I sobbed and sobbed while one of the ED consultants gave me the most motherly hug I have ever received from anyone other than my own mother.
My knee was swelling. It was tight, hot, agonisingly painful like a toothache within the joint. I cried, cried, kept on crying. Kirsten came down to ED and sat with me whilst I was clerked, cried, had my xrays, cried, took analgaesia, cried.
Toby, the ortho reg on-call, came to seem me. He looked sadly at me and told me that my xray looked like something had shifted but that he had to discuss it with a consultant. Later he returned with Mr Westwood the on-call consultant who agreed, the fixation had failed, the bone fragments had moved and the wiring was no longer holding them in place. I needed another fixation. I was, essentially, back to where I was on the day of the accident. I cried.

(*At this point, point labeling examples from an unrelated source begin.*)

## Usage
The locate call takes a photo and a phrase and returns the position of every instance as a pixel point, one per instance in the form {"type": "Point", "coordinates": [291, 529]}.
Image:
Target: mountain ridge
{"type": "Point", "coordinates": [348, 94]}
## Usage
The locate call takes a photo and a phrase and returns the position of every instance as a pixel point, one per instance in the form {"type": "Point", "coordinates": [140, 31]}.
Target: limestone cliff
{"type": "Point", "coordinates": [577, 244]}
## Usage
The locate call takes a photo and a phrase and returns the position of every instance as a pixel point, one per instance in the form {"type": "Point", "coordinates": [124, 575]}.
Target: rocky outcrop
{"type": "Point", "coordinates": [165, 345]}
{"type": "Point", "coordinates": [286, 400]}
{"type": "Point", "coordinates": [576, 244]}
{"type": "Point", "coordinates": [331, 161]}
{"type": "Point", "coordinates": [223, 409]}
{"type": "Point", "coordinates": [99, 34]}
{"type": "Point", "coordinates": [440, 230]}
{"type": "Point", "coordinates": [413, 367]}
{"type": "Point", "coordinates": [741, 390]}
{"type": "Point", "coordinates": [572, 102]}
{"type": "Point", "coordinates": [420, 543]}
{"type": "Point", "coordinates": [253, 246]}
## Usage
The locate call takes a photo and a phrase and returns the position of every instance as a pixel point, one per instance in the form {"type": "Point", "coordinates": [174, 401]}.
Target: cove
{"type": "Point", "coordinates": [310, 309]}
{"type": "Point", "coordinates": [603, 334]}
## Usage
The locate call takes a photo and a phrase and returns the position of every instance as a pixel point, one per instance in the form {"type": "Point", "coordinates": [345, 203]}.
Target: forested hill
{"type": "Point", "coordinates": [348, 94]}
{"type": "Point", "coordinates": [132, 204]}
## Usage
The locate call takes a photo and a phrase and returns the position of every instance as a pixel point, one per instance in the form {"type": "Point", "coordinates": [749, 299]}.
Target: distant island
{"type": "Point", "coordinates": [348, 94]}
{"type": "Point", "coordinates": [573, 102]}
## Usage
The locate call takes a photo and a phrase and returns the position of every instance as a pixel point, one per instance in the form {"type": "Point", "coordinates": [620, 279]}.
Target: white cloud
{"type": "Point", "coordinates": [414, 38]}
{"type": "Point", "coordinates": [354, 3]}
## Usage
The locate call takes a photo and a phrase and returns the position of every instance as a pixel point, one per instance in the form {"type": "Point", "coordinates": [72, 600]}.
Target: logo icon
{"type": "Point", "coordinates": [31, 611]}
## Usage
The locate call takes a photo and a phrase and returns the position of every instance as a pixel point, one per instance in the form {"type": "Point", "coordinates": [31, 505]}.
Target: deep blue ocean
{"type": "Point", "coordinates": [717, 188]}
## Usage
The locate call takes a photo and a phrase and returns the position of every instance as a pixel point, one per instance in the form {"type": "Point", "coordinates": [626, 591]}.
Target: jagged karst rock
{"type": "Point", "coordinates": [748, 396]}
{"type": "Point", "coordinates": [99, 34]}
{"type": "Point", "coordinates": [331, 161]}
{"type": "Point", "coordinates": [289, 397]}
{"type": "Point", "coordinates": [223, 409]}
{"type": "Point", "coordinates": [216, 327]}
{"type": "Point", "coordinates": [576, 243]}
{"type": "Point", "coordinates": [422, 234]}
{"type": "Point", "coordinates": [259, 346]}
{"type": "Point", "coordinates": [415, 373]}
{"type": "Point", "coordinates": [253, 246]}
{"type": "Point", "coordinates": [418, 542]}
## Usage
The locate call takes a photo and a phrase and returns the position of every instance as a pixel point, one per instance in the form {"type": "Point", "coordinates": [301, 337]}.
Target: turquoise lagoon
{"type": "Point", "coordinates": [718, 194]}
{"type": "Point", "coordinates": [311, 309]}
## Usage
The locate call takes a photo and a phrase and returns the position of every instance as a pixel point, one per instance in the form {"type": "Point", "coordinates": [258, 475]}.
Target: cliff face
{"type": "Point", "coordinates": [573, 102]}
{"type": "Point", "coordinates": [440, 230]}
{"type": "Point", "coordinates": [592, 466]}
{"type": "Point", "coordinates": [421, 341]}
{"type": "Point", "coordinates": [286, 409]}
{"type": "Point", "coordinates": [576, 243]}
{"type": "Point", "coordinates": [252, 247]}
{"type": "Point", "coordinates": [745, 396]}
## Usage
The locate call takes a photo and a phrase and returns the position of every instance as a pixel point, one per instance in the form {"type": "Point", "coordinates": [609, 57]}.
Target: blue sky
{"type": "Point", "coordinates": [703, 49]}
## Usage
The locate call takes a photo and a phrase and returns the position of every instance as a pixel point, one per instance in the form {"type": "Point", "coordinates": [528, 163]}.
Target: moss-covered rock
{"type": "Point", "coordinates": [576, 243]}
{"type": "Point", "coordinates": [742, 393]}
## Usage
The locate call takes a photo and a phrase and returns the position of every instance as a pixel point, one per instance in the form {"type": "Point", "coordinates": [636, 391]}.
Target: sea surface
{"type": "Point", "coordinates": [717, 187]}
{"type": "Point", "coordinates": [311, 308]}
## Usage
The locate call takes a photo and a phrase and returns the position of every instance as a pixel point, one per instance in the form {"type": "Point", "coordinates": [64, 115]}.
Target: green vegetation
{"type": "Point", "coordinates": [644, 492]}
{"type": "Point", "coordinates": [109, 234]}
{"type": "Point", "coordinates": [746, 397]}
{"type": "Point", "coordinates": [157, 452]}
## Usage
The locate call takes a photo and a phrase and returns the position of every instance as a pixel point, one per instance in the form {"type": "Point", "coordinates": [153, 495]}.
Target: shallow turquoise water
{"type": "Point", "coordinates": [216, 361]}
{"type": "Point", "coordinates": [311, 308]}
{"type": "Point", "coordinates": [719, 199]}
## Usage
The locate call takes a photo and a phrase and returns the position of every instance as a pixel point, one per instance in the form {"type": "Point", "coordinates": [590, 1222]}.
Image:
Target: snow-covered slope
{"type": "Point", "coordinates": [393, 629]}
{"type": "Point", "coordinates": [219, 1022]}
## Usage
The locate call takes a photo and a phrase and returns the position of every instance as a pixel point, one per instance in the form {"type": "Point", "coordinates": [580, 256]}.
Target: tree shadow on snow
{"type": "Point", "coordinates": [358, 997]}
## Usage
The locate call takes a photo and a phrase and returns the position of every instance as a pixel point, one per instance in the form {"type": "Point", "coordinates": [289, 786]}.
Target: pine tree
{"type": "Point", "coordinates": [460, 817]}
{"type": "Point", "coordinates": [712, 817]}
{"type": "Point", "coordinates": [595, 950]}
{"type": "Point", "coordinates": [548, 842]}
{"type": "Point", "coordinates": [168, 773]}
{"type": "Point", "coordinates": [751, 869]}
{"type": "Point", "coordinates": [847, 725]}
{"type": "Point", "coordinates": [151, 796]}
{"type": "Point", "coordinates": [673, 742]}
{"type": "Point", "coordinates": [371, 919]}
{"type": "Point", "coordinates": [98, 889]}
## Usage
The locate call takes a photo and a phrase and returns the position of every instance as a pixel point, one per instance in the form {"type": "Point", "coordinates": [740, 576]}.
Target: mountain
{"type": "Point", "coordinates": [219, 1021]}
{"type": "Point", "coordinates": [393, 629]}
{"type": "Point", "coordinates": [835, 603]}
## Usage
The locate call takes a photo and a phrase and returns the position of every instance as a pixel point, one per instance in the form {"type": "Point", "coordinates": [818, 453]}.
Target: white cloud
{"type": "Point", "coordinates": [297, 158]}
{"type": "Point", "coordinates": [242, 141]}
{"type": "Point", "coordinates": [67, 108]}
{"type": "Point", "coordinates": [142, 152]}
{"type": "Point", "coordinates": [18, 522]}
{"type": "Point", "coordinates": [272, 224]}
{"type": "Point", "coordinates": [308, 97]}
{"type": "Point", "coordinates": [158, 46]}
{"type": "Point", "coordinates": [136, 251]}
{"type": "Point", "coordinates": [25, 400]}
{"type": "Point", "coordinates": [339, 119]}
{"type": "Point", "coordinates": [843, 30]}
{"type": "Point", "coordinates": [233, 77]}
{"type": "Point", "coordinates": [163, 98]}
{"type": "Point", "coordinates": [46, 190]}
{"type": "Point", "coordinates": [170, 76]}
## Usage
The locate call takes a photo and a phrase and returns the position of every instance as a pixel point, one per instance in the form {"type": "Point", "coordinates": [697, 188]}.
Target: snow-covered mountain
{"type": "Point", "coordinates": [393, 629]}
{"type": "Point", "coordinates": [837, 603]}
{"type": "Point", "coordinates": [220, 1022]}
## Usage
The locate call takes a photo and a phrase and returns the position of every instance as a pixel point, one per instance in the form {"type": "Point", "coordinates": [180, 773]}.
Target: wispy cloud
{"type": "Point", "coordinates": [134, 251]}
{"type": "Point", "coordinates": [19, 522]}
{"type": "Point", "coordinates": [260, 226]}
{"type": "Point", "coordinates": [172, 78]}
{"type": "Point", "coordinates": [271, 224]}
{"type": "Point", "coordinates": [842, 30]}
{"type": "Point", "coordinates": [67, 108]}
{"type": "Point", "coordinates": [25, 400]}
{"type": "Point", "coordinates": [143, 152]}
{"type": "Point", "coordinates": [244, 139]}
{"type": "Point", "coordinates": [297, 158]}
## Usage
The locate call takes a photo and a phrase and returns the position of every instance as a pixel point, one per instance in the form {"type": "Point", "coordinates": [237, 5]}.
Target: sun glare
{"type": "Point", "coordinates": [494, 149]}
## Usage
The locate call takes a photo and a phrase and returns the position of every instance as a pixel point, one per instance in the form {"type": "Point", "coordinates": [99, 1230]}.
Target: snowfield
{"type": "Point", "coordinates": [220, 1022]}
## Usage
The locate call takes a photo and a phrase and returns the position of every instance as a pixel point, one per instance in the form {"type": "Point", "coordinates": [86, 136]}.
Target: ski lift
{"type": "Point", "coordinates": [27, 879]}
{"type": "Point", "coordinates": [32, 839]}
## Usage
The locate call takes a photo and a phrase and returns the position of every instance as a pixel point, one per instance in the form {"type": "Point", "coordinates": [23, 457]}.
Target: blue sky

This is a speed-bump. My progress has been slowed, the healing that has occurred to this point has been reversed. But I am holding on to the fact that my position now is no worse than it was when this first happened. This will slow my recovery but it will not stop it, and it will not make me any more or less likely to have lost my ability to run.
And, because I HAVE to let my mind have priority right now, I will also consider these positives:
I have been here before, very recently, and so this time, I am prepared.
I know how to survive the postop period.
I know how to manage the pain, the immobility, the clumsiness.
I am more mentally prepared to manage the despair and frustration.
I have developed activities to keep me as fit as possible whilst immobile.
And most importantly, over the past 4 weeks I have come to learn that I have a network, a circle, a sea of wonderful friends who have been supporting me every step of the way each in their own individual ways. Friends who have helped me to find worth in myself that I never believed I had.
...so I get up again.
Onwards and upwards mate! Eish!
ReplyDeleteSo glad you were able to keep the positives in perspective. It’s so easy to get down when things don’t seem to go our way. As bad as a day or time it we are having, there is always someone out there who has it worse. It’s good to rally around friends and family, as you did to move forward. Cheers!